DHS has marketed both Basic Pilot and IMAGE to employers as a way to avoid raids and other enforcement actions, and to ensure the stability of their workforces. Experiences with Basic Pilot and IMAGE have been varied. While some employers report positive experiences, others have discovered that cooperating with ICE does not guarantee workforce stability.
Swift & Company, a nationwide meat processing company, has participated in Basic Pilot since 1999. In 2002, Swift was the target of discrimination charges filed with the Department of Justice's Office of Special Counsel alleging that it acted too aggressively in verifying the work authorization status of new hires. Four years later, ICE determined that Swift had not been aggressive enough. In December of 2006, ICE raided Swift plants in six states and arrested and detained well over a thousand workers. Swift stands to lose up to $30 million in lost production, recruitment, and training costs.
Smithfield Packing Company of Tarheel, North Carolina, a leading pork producer, registered for IMAGE in June 2006. After Smithfield submitted to the required I-9 audit, ICE followed up by arresting 21 of the company's workers. According to the company, a substantial percentage of its employees are facing termination because of discrepancies on their job applications.

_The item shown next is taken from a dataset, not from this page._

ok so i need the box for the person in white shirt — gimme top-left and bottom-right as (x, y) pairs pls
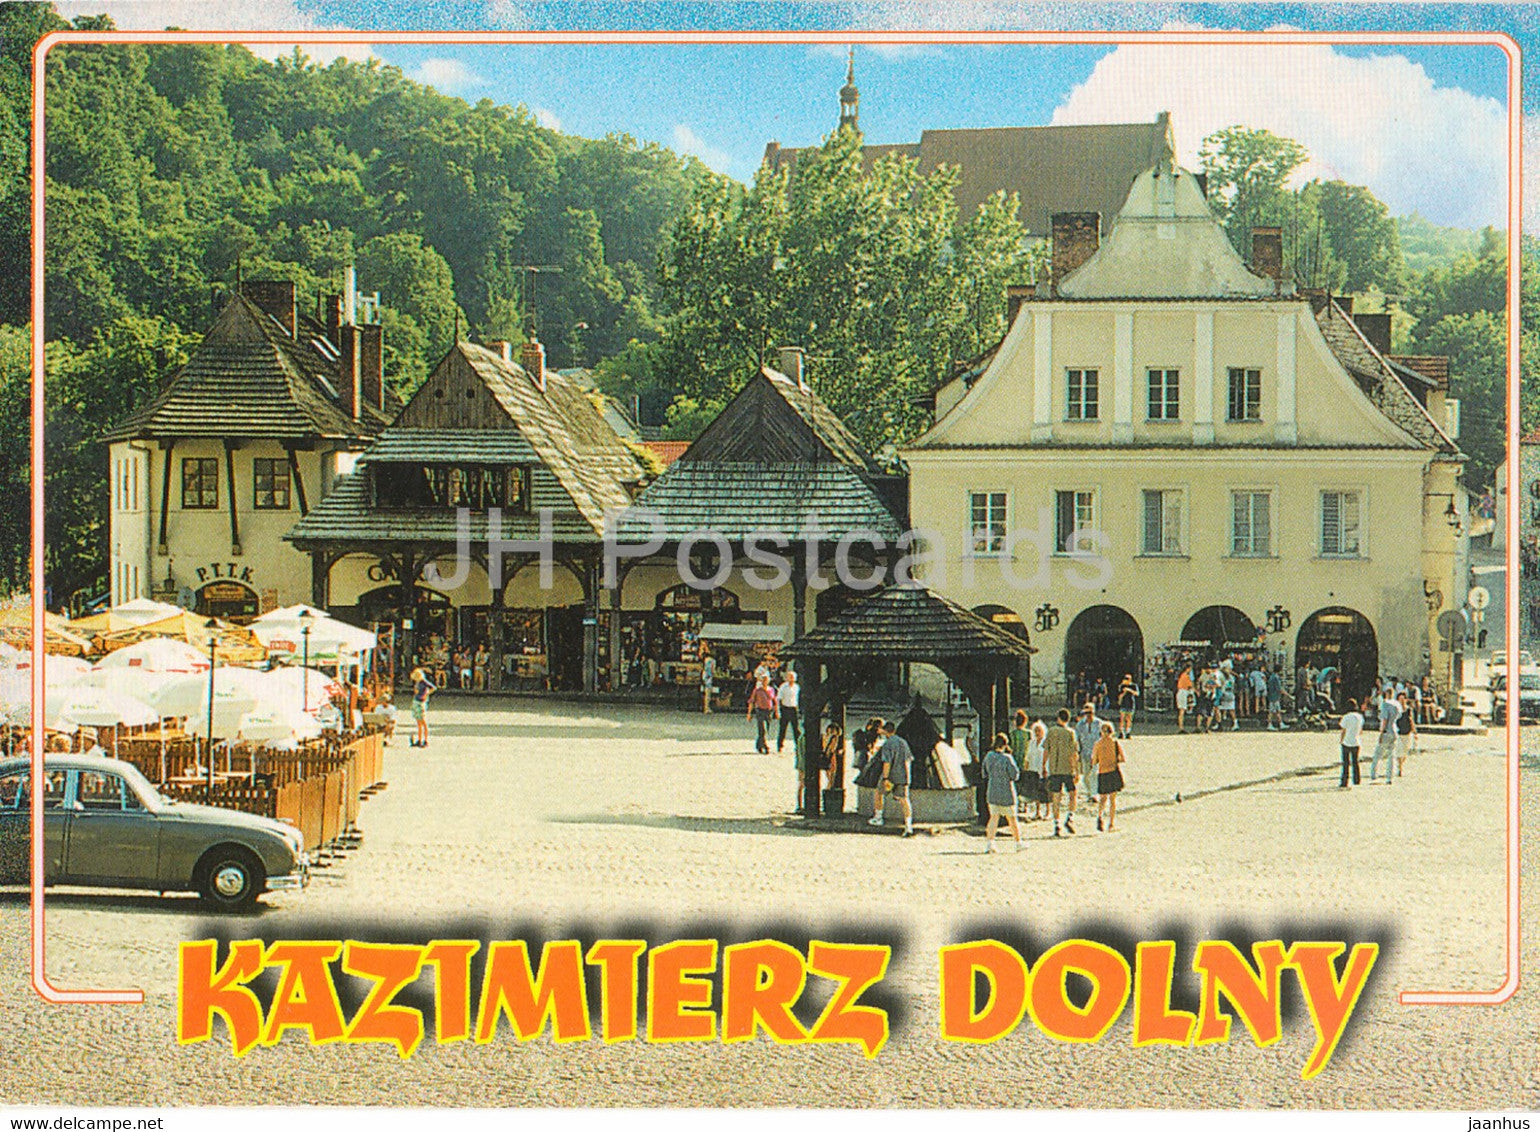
(776, 670), (801, 754)
(1338, 698), (1365, 789)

ICE's investigations division has claimed that the upside for participating employers is that "they're better equipped to know whether their workforce is legal, and ICE is less likely to be on their doorstep unexpectedly, interfering with their business." While cooperation with ICE appears to have protected managers and employer representatives involved in the hiring process from liability for employment of unauthorized workers – none at Swift or Smithfield have faced civil or criminal charges – protection from interference with business operations is clearly not guaranteed. Employers should be cautious and examine all benefits and risks of registering for Basic Pilot or IMAGE before agreeing to government scrutiny of I-9 procedures.